【モデルボクサー 高野人母美 9頭身ファイターの告白(9)】2013年4月にプロデビューを果たし、7月の第2戦はヨッカオ・ローエイシティジム(タイ)に判定勝ちで、内容に関してまったく納得できませんでした。リング上のインタビューで「申し訳ないです」と答えた記憶があります。ただ9月にはジプリン・デリーマ(フィリピン)にTKO勝ちを収め、デビュー3連勝となりました。

 その年の11月に山上ジムから、東京・新宿にあった協栄ジムに移籍しました。周りの大人たちが動いていたのはうすうす知っていたので「山上会長、私のこと売ったの?」って思っちゃうじゃないですか。それに「このジム(山上ジム)どうなっちゃうの?」とか、いろいろ考えちゃいました。山上会長が言うには「ウチのジムだと世界チャンピオンになると言ってても、そういうチャンスもなかなかないからな」とのことでした。

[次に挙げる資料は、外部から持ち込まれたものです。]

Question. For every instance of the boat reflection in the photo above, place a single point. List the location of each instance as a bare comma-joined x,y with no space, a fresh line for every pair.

 でも移籍が決まったとき「なんでジムを移らなきゃいけないの?」という感覚ですし、自分の中に不安がありました。ただ環境面を考えると、山上ジムには専属のトレーナーさんがいなかったのですが、協栄ジムにはトレーナーさんがいて、しっかりしているジムだなって。そのとき、後にトレーナーとしてお世話になる亀田興毅(元世界3階級制覇王者)さんがいるジムということも知らなかったですし、金平(桂一郎)会長が「有名な方」というのも全然わからなかったのです。

高野(奥)は金平会長から激写される(13年11月)
高野(奥)は金平会長から激写される(13年11月)

 移籍したとはいえ、山上ジムと縁が切れたわけではありません。顔を出すこともありました。天笠(尚、東洋太平洋フェザー級王者)君と同じ日に試合もありましたし、やっぱりボクシングをやるきっかけをくれたのは彼ですからね。

 移籍に関しては、後日談があります。後になって金平会長にお会いしたとき「あのとき(移籍)どうだったんですか?」と聞いてみました。いろいろなジムから(山上ジムに)話があったそうですが「どうしても(協栄ジムに)来てほしいから、おまんじゅう持って桜新町の山上会長のところに通ったんだよ」と言っていました。移籍金は300万円だったとか。もちろん、当時は全然知らなかったです。

 ただ山上会長は19年に亡くなられてしまいましたが、奥さまは300万円について「受け取ってない。そんなのないよ」って言っていましたし、亡くなる前の会長からは「移籍金? そんなもんもらってねえよ。あいつ(金平会長)は頭金の30万円しか持ってきてねえんだよ」って聞いていました。実際は何があったのでしょうか。

 真相はいまだに謎のままなのですが、移籍が決まり、協栄ジムのボクサーとして金平会長とともに、世界チャンピオンを目指して頑張っていくことになります。